Under current law, most subsidized enrollees purchasing health insurance coverage in the nongroup market are largely insulated from increases in premiums because their out-of-pocket payments for premiums are based on a percentage of their income; the government pays the difference. The subsidies to purchase coverage combined with the penalties paid by uninsured people stemming from the individual mandate are anticipated to cause sufficient demand for insurance by people with low health care expenditures for the market to be stable.

This does not mean some markets face a shortage of insurers or that Obamacare hasn’t helped consolidate the insurance industry (both are true); it does mean the situation may not be as dire as Republicans make it out to be.
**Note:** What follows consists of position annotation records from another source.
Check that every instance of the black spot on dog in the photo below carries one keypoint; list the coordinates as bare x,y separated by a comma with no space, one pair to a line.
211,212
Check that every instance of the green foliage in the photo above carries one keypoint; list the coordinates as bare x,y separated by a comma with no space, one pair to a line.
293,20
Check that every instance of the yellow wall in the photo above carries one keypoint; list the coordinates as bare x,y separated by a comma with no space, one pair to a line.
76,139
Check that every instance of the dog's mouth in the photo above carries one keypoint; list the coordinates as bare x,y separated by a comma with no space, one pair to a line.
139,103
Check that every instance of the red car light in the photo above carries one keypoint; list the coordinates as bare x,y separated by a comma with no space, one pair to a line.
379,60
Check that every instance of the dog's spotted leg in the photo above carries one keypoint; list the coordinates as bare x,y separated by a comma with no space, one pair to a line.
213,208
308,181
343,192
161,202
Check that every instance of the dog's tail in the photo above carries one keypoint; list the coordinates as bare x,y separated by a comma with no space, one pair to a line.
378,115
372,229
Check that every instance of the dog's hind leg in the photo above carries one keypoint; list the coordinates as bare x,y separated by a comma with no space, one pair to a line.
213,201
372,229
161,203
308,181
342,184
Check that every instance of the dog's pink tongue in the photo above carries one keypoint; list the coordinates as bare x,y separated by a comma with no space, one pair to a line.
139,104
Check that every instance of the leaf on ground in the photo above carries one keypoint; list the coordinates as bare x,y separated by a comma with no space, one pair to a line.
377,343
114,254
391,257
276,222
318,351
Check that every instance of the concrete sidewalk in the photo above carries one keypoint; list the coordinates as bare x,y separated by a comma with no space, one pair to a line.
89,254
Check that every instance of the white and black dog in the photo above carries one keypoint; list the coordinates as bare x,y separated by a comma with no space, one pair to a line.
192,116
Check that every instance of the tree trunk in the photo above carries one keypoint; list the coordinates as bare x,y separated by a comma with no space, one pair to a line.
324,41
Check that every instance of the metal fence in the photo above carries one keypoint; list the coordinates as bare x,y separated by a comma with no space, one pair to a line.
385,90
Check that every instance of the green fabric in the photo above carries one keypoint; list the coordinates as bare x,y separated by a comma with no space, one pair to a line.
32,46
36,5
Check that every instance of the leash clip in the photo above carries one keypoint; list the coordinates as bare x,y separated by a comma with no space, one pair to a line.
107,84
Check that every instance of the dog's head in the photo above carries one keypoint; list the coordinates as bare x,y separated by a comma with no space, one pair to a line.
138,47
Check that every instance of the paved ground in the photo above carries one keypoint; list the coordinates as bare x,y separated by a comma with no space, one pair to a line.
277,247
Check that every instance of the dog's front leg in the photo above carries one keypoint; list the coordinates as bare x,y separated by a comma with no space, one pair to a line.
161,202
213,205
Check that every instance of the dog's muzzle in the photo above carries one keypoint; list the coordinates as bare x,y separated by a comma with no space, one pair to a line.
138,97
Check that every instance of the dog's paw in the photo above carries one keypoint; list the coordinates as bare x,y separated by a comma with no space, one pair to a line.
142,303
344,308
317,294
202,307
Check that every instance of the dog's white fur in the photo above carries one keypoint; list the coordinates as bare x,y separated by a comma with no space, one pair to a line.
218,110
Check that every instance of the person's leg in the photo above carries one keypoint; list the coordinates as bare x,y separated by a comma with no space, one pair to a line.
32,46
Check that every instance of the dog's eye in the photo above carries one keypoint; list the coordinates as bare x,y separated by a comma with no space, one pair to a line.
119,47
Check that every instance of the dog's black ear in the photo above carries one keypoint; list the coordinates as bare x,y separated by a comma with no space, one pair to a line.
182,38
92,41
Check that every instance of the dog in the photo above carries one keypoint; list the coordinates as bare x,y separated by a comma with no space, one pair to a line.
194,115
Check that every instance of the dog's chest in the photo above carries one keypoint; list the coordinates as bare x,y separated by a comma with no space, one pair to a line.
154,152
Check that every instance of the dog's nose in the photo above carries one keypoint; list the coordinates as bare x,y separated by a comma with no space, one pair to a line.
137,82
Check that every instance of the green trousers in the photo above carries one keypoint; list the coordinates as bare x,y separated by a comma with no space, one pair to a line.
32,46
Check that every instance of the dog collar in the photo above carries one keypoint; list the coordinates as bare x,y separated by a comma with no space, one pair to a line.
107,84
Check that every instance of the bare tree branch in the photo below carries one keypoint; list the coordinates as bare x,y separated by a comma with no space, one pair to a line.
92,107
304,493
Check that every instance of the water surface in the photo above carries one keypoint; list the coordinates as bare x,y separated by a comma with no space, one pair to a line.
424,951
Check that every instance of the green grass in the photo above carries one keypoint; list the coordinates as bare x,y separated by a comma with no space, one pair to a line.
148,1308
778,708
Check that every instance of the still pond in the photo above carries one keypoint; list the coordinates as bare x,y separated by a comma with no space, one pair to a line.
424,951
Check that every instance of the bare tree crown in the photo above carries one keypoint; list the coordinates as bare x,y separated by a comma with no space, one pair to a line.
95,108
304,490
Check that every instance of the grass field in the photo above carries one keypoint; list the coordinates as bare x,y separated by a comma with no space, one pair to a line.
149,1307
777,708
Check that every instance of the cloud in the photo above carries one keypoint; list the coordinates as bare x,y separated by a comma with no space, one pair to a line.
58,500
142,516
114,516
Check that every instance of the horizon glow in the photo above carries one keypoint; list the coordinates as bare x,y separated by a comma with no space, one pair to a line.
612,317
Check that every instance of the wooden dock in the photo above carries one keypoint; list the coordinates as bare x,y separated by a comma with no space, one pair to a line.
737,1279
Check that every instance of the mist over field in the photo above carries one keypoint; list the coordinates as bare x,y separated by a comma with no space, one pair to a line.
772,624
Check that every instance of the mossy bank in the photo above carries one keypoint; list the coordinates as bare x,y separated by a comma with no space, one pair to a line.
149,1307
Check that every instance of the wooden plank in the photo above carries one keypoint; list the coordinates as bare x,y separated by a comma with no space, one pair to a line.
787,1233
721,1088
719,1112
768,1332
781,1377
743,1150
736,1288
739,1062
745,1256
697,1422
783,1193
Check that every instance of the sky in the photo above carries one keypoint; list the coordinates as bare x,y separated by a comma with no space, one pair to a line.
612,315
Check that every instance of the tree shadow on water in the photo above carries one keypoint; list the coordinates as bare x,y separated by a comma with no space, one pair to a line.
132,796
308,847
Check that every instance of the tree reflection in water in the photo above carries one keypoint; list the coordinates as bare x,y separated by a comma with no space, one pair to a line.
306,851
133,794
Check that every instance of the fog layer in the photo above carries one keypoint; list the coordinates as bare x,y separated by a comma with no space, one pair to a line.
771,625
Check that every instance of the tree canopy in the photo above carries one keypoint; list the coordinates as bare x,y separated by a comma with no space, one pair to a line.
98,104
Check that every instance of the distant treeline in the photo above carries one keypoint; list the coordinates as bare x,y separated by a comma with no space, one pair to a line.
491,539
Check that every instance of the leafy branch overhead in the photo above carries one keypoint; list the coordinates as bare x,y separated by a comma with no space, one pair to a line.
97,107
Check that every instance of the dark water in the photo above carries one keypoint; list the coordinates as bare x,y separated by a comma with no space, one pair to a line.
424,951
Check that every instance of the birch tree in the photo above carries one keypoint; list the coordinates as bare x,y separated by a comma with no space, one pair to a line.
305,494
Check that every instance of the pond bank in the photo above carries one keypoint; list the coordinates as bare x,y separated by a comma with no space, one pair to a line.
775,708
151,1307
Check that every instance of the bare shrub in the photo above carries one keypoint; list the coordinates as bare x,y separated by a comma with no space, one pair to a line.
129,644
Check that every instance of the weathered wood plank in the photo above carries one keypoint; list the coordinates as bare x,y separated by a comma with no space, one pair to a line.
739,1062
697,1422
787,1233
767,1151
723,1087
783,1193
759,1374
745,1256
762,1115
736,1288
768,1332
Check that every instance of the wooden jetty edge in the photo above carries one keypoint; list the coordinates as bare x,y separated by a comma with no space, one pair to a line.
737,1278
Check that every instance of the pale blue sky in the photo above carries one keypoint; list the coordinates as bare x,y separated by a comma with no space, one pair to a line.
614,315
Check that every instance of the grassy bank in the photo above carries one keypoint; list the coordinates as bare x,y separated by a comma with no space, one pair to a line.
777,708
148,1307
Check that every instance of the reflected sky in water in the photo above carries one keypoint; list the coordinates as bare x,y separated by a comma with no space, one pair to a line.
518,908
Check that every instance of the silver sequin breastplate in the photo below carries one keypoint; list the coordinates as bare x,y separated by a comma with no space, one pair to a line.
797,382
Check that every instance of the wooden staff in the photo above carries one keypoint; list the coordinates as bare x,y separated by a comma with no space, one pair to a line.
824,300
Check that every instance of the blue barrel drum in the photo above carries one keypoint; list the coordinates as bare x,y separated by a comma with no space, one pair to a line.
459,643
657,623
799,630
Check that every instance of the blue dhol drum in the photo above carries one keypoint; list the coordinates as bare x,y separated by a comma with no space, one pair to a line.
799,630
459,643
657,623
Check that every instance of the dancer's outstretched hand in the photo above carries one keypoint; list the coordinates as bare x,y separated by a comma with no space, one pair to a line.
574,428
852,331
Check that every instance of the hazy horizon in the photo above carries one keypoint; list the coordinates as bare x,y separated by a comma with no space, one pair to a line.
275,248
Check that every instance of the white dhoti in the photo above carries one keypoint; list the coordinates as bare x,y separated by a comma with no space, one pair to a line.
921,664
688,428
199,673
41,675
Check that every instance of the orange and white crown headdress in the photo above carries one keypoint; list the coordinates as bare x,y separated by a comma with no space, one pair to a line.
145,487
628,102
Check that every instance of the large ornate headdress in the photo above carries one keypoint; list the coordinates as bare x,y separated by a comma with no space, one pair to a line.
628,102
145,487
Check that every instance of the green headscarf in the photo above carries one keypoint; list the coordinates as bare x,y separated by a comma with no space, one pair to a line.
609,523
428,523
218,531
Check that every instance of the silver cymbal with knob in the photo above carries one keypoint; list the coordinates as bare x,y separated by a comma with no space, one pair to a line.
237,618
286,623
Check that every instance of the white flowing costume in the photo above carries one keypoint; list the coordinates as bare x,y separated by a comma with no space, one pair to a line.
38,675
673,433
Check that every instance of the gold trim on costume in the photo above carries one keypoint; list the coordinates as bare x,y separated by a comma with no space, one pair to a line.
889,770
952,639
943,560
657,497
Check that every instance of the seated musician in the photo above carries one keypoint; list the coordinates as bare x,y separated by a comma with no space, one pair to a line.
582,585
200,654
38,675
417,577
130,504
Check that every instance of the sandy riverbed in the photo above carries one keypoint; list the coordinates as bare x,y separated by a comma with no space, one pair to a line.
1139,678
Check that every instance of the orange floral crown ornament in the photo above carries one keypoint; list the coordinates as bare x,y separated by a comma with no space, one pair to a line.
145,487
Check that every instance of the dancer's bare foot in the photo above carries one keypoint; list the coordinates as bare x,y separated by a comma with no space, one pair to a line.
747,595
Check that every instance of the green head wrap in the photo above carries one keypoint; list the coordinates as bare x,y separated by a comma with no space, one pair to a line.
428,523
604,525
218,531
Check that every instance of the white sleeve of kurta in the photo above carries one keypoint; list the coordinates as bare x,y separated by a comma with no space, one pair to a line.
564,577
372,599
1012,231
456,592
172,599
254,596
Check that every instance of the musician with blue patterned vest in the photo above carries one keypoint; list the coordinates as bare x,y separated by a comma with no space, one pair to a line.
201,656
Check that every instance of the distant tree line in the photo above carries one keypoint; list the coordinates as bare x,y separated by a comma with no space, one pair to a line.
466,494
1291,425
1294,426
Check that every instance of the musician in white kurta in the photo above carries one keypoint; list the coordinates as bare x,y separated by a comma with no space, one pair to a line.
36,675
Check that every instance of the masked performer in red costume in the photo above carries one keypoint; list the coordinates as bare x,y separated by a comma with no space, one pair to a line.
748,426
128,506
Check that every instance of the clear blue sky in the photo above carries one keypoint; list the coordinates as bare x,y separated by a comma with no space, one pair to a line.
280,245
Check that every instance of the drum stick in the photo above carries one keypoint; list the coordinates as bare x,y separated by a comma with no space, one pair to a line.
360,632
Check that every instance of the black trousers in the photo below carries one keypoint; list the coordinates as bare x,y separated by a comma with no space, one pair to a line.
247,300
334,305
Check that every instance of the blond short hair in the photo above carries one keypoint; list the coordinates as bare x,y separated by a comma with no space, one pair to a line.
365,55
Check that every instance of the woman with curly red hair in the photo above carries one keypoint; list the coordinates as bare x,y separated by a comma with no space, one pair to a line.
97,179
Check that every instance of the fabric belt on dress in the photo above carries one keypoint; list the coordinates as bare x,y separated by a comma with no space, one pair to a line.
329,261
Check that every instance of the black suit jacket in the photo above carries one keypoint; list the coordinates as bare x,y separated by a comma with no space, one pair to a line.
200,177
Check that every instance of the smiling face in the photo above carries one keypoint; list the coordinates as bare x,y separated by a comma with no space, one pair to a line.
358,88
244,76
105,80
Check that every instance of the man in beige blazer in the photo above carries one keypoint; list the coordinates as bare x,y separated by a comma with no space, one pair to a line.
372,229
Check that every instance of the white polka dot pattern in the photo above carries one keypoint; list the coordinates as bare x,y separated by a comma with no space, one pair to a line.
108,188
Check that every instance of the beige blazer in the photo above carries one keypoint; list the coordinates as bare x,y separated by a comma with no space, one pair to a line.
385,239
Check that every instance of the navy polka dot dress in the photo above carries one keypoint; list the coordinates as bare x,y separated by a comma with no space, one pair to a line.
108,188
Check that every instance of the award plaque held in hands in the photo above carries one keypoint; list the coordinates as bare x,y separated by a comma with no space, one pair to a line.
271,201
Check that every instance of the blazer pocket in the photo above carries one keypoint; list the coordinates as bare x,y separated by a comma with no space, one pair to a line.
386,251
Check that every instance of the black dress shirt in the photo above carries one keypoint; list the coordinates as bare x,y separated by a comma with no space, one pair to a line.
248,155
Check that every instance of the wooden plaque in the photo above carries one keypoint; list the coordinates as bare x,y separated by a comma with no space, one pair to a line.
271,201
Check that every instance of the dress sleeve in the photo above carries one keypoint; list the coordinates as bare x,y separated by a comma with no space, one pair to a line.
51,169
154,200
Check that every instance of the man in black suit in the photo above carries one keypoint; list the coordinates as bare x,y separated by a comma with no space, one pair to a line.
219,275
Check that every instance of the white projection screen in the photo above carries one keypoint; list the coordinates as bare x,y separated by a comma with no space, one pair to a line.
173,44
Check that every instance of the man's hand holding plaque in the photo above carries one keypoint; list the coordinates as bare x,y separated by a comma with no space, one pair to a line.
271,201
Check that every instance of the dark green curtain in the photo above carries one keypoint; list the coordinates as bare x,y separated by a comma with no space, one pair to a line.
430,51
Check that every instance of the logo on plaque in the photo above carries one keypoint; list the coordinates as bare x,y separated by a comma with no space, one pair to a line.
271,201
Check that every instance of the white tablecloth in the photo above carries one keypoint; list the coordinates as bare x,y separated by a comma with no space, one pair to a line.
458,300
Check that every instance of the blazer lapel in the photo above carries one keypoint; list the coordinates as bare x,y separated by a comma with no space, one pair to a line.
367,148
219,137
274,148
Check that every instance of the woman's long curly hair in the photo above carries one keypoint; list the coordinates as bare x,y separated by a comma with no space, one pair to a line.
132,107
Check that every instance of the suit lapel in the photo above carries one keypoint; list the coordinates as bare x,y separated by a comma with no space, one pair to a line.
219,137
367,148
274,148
However, the AHCA has troubles of its own. For one thing it might disrupt the employer-provided healthcare market. The CBO explains:

[F]ewer employers would offer health insurance because the legislation would change their incentives to do so. First, the mandate penalties would be eliminated. Second, the tax credits under the legislation, for which people would be ineligible if they had any offer of employment-based insurance, would be available to people with a broader range of incomes than the current tax credits are. That change could make nongroup coverage more attractive to a larger share of employees. Consequently, in CBO and [Joint Committee on Taxation’s] estimation, some employers would choose not to offer coverage and instead increase other forms of compensation in the belief that nongroup insurance was a close substitute for employment-based coverage for their employees.

In addition, in the transition phase market stability will be adversely affected. (“The mix of enrollees in 2019 would differ from that in 2018, because the change to age-rating rules would allow older adults to be charged five times as much as younger adults in many states. . . . [Therefore] it might be difficult for insurers to set premiums for 2019 using their prior experience in the market.”)

In short, the “sky is falling” GOP analysis is exaggerated; the AHCA has its own issues.

Republicans face another significant issue. Ryan insists consumers will have more choices and prices will come down. Not so fast. The CBO reminds us:

Many rules governing the nongroup market would remain in effect as under current law. For example, insurers would be required to accept all applicants during specified open-enrollment periods, could not vary people’s premiums on the basis of their health, and could not restrict coverage of enrollees’ preexisting health conditions. Insurers would also still be required to cover specified categories of health care services, and the amount of costs for covered services that enrollees have to pay out of pocket would remain limited to a specified threshold. Prohibitions on annual and lifetime maximum benefits would still apply. Also, the risk adjustment program—which transfers funds from plans that attract a relatively small proportion of high-risk enrollees (people with serious chronic conditions, for example) to plans that attract a relatively large proportion of such people—would remain in place.

In other words, the regulatory factors which keep premiums high and prevent a range of coverage options won’t change. Ryan says that will be fixed in later stages of legislation. That, however, would require 60 votes and therefore is unlikely to ever happen.

Ironically, the one market-type reform the GOP could explore, loosening regulations on the type of coverage offered, does not appear in the ACHA. The GOP has been so intent on complete repeal that it has refused to approach the Democrats with options to help inject market forces into the existing ACA structure. (Those might include loosening up the required services, repealing the 80/20 requirement for insurers, etc.)

The CBO report, for those who care about the policy specifics, deals a blow to the arguments Ryan and other Republicans have been marshaling. This may not be devastating to the chances of passage in the House, but it is additional ammunition for Ryan’s critics who claim his wonkish reputation is unearned.